Some of the best insight came from Brooks Hamilton, founder of Brooks Hamilton and Partners, a firm that designs 401(k) plans for large clients. Here was one excerpt where Hamilton challenges the notion that employees can manage their own 401(k) plans:
I should have seen it sooner, but my gut told me that forcing novices ... to direct their own investments was not really a good thing to do. I used to ask the CEO, CFO of my major clients, often in an environment, conference room. Some young employee would bring in coffee and all and as they would be leaving, I would ask the CEO, "Fred let me ask you: Would you allow that employee to direct the investment of your account in the 401(k) plan?" And they always thought I was some kind of idiot. It's kind of like, "Don't they teach you anything down in Texas, Brooks? Of course not. I wouldn't let them touch my account with a 10-foot pole." And I said, "But you force them to manage their own! And they are running their money into the ground. They are novices. They don't know what they are doing. They don't know a stock from a bond. They don't know the Indianapolis 500 from the S&P [Standard & Poor's] 500."

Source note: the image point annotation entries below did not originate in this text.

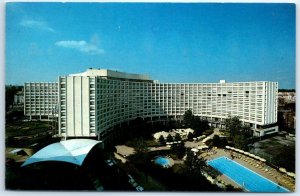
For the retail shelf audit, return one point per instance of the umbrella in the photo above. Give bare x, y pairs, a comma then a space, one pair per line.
291, 174
282, 170
257, 157
263, 160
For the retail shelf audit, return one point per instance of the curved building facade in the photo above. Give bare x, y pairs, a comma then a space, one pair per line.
93, 102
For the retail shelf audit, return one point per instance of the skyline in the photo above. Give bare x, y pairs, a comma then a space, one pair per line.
171, 42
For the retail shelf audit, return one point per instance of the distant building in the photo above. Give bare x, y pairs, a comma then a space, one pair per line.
93, 102
41, 100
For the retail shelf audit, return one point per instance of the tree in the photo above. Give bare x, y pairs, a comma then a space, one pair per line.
177, 137
216, 141
199, 125
169, 138
240, 141
233, 125
140, 145
188, 118
286, 158
161, 139
178, 150
194, 164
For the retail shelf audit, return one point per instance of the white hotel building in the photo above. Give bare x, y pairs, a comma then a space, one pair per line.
93, 102
40, 100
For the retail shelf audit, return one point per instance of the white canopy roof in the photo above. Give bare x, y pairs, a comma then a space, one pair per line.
72, 151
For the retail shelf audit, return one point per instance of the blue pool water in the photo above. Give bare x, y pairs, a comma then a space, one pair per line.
163, 161
245, 177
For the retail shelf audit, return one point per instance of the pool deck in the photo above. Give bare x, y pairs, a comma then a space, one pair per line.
256, 166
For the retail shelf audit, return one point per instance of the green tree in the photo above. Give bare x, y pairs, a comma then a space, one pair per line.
194, 164
240, 141
285, 157
161, 139
216, 141
177, 137
140, 145
178, 150
188, 118
190, 136
169, 138
233, 126
199, 126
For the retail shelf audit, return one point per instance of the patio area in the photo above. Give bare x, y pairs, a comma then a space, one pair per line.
253, 164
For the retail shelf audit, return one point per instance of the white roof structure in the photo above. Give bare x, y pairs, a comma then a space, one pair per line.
72, 151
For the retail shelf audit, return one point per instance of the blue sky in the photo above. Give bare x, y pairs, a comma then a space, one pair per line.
172, 42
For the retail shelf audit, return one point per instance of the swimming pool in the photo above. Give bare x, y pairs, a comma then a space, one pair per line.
245, 177
163, 161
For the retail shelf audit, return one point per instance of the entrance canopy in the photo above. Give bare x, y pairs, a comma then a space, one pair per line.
72, 151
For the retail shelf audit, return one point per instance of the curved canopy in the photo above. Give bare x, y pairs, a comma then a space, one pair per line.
72, 151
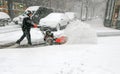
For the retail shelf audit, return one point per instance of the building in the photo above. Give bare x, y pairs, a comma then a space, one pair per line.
112, 15
18, 8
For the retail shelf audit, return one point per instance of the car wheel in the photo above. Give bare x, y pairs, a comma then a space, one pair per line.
58, 27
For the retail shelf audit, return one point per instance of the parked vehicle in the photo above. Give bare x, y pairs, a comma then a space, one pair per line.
55, 21
71, 15
38, 13
4, 19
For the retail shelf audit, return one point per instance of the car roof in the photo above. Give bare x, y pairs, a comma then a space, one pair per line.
4, 15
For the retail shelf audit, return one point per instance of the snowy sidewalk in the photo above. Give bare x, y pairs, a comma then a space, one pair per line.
9, 28
104, 31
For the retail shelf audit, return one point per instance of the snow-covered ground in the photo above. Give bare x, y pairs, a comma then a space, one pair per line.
99, 58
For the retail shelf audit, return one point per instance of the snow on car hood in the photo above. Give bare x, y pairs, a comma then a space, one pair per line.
32, 8
4, 15
49, 22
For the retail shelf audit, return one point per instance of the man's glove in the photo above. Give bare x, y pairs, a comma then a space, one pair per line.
35, 26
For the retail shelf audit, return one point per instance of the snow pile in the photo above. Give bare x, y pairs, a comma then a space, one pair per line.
32, 8
4, 15
79, 32
96, 22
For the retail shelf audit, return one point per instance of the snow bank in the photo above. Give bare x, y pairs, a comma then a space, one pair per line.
96, 22
79, 32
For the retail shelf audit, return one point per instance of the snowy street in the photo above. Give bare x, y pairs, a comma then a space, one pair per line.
101, 57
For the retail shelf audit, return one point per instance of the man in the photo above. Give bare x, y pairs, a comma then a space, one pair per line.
27, 24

Here was an interesting fact Hamilton points out:
The Department of Labor pointed out that when ERISA went on the books, of all contributions that were being made to plans, the worker put in 11 percent; the company put in 89 percent. That was in 1974. Fast-forward to 2000, and the same source of data, the Department of Labor, the same said that of all contributions being made, workers are putting in 51 percent, companies 49 percent. The contributions have also gone down. We're not putting in 6 and 8 percent of payroll anymore; we're putting in far less, maybe half of that, most of it by the worker. So the companies are putting in 1 or 2 percent of payroll, as a general statement, to a 401(k) plan.

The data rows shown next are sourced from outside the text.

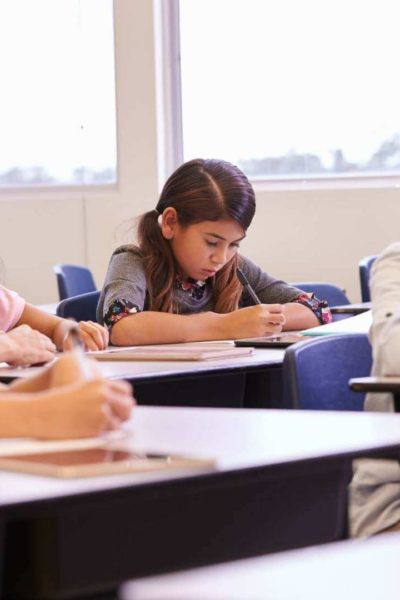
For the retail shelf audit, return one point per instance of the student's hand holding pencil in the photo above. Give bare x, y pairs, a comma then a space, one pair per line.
92, 335
254, 321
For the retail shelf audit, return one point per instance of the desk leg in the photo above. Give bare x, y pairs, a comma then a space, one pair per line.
264, 389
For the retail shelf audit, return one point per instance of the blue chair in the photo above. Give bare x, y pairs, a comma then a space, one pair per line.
333, 294
316, 374
364, 269
73, 280
80, 308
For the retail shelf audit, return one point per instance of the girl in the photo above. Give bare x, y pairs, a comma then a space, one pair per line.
28, 335
180, 284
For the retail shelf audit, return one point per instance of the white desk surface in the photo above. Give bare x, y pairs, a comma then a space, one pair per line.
236, 439
150, 369
367, 569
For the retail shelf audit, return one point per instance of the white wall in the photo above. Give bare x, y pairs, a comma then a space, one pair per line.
316, 234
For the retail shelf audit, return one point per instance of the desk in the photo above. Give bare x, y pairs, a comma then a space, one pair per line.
280, 484
367, 569
352, 309
250, 381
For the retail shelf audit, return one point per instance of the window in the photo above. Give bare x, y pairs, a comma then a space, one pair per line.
292, 88
57, 117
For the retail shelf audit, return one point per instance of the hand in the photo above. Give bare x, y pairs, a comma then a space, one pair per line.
93, 335
23, 346
83, 409
254, 321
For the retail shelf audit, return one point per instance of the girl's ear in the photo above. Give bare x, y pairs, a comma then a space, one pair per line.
169, 222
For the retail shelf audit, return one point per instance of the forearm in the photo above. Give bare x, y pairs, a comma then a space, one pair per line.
53, 327
298, 317
16, 415
152, 327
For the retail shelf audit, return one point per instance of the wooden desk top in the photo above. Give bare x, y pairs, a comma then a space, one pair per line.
153, 369
353, 309
238, 440
367, 569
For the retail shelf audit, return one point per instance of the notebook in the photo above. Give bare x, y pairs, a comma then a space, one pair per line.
359, 324
173, 352
101, 460
273, 341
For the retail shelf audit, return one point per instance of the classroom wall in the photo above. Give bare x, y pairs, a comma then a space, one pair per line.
297, 234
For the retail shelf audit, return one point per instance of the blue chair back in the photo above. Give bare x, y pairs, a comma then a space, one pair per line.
364, 269
333, 294
73, 280
80, 308
316, 374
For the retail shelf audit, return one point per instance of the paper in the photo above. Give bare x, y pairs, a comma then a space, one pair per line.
173, 352
358, 324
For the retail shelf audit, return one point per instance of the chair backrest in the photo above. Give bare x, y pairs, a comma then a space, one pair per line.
333, 294
73, 280
364, 269
80, 308
316, 374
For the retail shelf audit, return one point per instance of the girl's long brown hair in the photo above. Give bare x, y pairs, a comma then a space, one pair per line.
199, 190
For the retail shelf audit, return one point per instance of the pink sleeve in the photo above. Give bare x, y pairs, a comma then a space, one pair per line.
11, 308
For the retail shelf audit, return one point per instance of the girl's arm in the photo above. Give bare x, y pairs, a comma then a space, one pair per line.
61, 403
150, 327
94, 336
82, 409
298, 317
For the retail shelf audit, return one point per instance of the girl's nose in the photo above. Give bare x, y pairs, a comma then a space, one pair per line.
219, 256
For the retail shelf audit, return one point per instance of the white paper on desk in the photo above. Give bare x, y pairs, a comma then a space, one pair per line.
357, 324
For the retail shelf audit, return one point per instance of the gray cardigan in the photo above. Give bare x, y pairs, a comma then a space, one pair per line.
126, 280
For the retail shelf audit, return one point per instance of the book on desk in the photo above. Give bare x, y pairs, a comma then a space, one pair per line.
360, 323
175, 352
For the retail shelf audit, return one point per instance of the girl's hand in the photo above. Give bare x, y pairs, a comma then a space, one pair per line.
93, 335
254, 321
23, 346
83, 409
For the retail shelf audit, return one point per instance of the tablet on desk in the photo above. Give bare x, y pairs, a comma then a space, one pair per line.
273, 341
102, 460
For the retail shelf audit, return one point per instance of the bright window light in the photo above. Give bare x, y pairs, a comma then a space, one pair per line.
292, 88
57, 117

And then there was John Bogle, founder of Vanguard, who pointed out that a hypothetical $10,000 investment compounding at 8% annually grows to $140,000 in 65 years, while an expense ratio of 2.5% means that at the end of those 65 years, you'll have made $30,000 while the fund company would have made $110,000! (Bogle calls it the tyranny of compounding costs)

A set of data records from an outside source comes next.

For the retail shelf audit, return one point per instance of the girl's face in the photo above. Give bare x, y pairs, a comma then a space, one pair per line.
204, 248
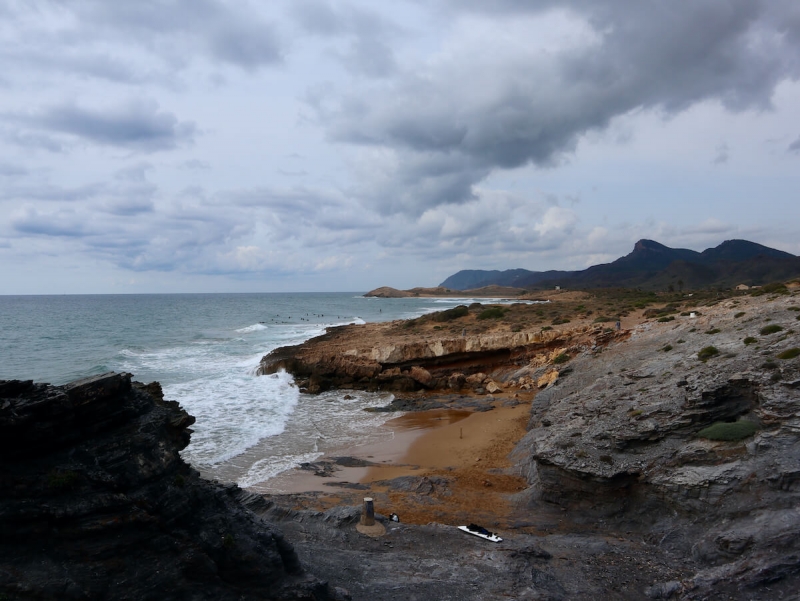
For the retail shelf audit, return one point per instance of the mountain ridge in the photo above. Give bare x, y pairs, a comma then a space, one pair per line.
652, 265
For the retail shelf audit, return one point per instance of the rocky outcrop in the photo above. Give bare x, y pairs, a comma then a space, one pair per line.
617, 443
96, 503
374, 357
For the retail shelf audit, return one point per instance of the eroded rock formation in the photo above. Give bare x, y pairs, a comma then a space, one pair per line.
96, 503
378, 357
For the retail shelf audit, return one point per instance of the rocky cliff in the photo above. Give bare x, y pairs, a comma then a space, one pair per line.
96, 503
379, 357
622, 443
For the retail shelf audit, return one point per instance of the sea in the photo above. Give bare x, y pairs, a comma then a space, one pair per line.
204, 349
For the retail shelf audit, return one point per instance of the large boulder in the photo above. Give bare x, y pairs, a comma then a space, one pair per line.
96, 503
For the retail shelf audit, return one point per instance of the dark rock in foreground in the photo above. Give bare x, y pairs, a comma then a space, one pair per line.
96, 503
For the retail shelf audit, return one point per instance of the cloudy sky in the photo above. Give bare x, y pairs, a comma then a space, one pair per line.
302, 145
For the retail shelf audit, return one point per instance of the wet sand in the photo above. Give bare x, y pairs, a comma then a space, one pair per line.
393, 452
465, 453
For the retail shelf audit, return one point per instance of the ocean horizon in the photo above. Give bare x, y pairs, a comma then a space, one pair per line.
204, 349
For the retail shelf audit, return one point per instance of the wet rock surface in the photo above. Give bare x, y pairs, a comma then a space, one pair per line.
96, 503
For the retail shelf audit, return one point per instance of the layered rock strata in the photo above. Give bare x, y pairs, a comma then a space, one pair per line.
617, 444
96, 503
376, 357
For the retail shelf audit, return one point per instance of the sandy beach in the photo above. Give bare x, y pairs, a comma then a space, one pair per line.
443, 465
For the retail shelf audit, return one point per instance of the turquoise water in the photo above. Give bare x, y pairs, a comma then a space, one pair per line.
204, 349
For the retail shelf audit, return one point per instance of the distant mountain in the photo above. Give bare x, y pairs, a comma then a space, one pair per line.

This is a real concern. As a young graduate student, I feel guilty about not contributing to a Roth IRA. Imagine my shock when I discover several staff members at the university who have never heard, let alone contribute to a Roth. An incredible number of people are underprepared, relying on faith of time or a solvent pension plan to see them through. And yet, state and corporate pension plans are phenomenally underfunded. I am often tempted (and have been guilty of) coaxing especially older employees to be more aggressive with retirement investing, but I suspect it often falls on deaf years (plus it means I'm not a particularly popular fella these days!).